Re: [PATCH v2] of/phylib: Use device tree properties to initializeMarvell PHYs.

From: David Daney
Date: Fri Nov 19 2010 - 18:38:33 EST


On 11/19/2010 03:02 PM, Andy Fleming wrote:
On Fri, Nov 19, 2010 at 4:13 PM, David Daney<ddaney@xxxxxxxxxxxxxxxxxx> wrote:
Some aspects of PHY initialization are board dependent, things like
indicator LED connections and some clocking modes cannot be determined
by probing. The dev_flags element of struct phy_device can be used to
control these things if an appropriate value can be passed from the
Ethernet driver. We run into problems however if the PHY connections
are specified by the device tree. There is no way for the Ethernet
driver to know what flags it should pass.

If we are using the device tree, the struct phy_device will be
populated with the device tree node corresponding to the PHY, and we
can extract extra configuration information from there.

The next question is what should the format of that information be?
It is highly device specific, and the device tree representation
should not be tied to any arbitrary kernel defined constants. A
straight forward representation is just to specify the exact bits that
should be set using the "marvell,reg-init" property:

phy5: ethernet-phy@5 {
reg =<5>;
compatible = "marvell,88e1149r";
marvell,reg-init =
/* led[0]:1000, led[1]:100, led[2]:10, led[3]:tx */
<3 0x10 0 0x5777>, /* Reg 3,16<- 0x5777 */
/* mix %:0, led[0123]:drive low off hiZ */
<3 0x11 0 0x00aa>, /* Reg 3,17<- 0x00aa */
/* default blink periods. */
<3 0x12 0 0x4105>, /* Reg 3,18<- 0x4105 */
/* led[4]:rx, led[5]:dplx, led[45]:drive low off hiZ */
<3 0x13 0 0x0a60>; /* Reg 3,19<- 0x0a60 */


My inclination is to shy away from such hard-coded values. I agreed
with Grant's comment about separating into separate cells, but I think
specification of hard-coded register writes is too rigid. I think a
better approach would be to specify configuration attributes, like:

marvell,blink-periods =<blah>;
marvell,led-config =<[drive type] [indicates]>;

I considered doing that, but rejected the idea because it is so complex. There are literally probably a hundred different register fields with widths varying between 1 and 16 bits. The number of settings that the driver might want to deal with are astronomical. For any given PHY model there could be 30 different settings that you might want to tweak. In the example above I configure 5 LEDs with two parameters each, and about 4 or 5 more blink settings, that is something like 15 register fields.

Take the marvell.c file. It currently supports nine different PHY models, each would have a bunch of model specific settings, the complexity of decoding all that is formidable (and would be a lot more code) also there would invariably be settings that were not implemented in the first version, so people would have to repeatedly extend it.

My patch adds 550 bytes (not including the string storage) of code on MIPS64, and can handle many cases without any changes.


For one, I always advocate making the DTS human-readable. For
another, I think that there are a number of configuration sequences
that require read-modify-write, or write-wait-write. In other words,
I think that there are enough cases where actual software will be
needed, that an attempt to generically specify a register
initialization sequence will be impossible, and leave us with the same
problems to solve later on.

We can always add more properties as you suggest, if the existing code does not prove to be sufficiently flexible.
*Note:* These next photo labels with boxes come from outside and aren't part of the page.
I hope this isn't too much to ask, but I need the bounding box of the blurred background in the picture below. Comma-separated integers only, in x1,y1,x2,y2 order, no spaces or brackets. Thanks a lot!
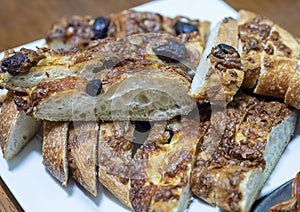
0,0,300,51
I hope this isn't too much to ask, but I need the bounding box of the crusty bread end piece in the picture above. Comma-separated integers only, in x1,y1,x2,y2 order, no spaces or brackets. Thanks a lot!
190,18,244,104
0,92,41,160
42,121,69,186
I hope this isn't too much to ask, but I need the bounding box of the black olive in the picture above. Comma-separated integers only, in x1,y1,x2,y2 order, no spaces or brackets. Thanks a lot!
93,16,110,40
85,79,102,96
93,59,118,73
174,21,199,35
212,43,239,59
135,121,151,133
0,53,28,76
153,40,186,63
166,130,174,144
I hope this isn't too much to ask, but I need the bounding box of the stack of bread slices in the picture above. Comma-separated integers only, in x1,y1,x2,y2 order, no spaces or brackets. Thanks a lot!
0,10,300,211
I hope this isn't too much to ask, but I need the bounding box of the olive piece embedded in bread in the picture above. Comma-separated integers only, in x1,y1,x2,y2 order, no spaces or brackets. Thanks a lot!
85,79,102,96
0,52,28,76
93,16,110,40
135,121,151,133
174,21,199,35
211,43,240,59
153,40,186,63
93,59,118,73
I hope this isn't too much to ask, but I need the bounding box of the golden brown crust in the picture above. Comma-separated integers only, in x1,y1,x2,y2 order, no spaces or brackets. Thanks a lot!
42,121,69,186
238,10,274,88
284,68,300,110
192,93,292,211
0,91,40,160
98,122,134,208
0,30,203,91
254,55,298,98
0,92,20,154
46,10,209,47
68,122,99,196
190,18,244,105
130,118,203,211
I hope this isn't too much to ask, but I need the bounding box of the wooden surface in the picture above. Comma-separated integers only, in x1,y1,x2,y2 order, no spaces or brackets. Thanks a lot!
0,0,300,211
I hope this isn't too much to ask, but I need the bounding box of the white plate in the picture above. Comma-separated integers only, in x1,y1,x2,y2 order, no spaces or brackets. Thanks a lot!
0,0,300,212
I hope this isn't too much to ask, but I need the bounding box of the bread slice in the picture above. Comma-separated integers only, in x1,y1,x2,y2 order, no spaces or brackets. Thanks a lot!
192,93,296,211
46,10,209,49
130,118,203,211
254,24,300,98
0,89,7,105
190,18,244,104
67,122,99,196
254,53,298,99
42,121,69,186
238,10,274,88
0,33,204,92
0,91,41,160
98,122,134,208
19,63,196,121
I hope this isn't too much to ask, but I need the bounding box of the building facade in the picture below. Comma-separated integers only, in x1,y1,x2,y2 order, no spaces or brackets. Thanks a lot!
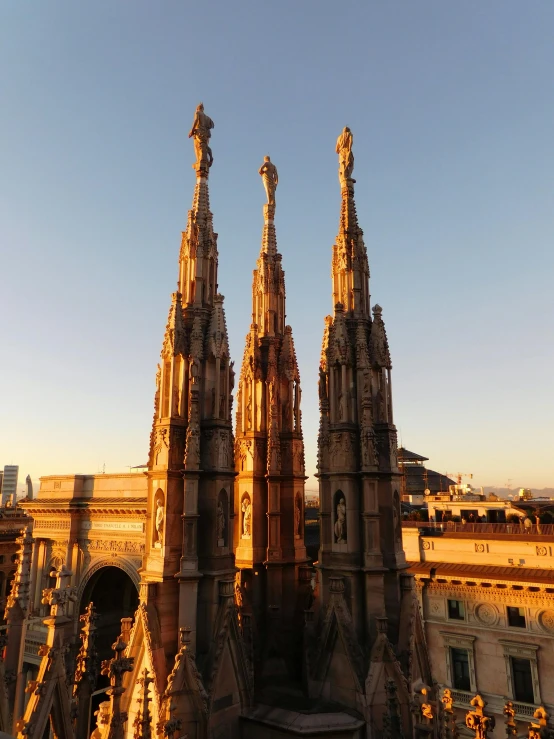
2,464,19,508
403,524,554,738
4,111,437,739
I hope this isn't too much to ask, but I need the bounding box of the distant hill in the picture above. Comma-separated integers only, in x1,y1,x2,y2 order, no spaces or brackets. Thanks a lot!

For third...ly... allowing
device-tree-specified register initializations might encourage
developers to put all of their register initializations in the device
tree. Especially when they realize that the LED initialization for
*their* PHY has to come between two standard initialization steps in
the driver. Or before. Or after.

By specifying actual functionality, the driver can work around those
problems, while being aware of the functional goal. However, I'm
aware that such a path is more difficult, and perhaps just as futile,
as PHY vendors frequently don't want to document what their magic
sequences mean.


I certainly understand your desire to make the dts readable, but I think it has to be balanced against the complexity and chance for bugs in the drivers as well as churn in the bindings specifications.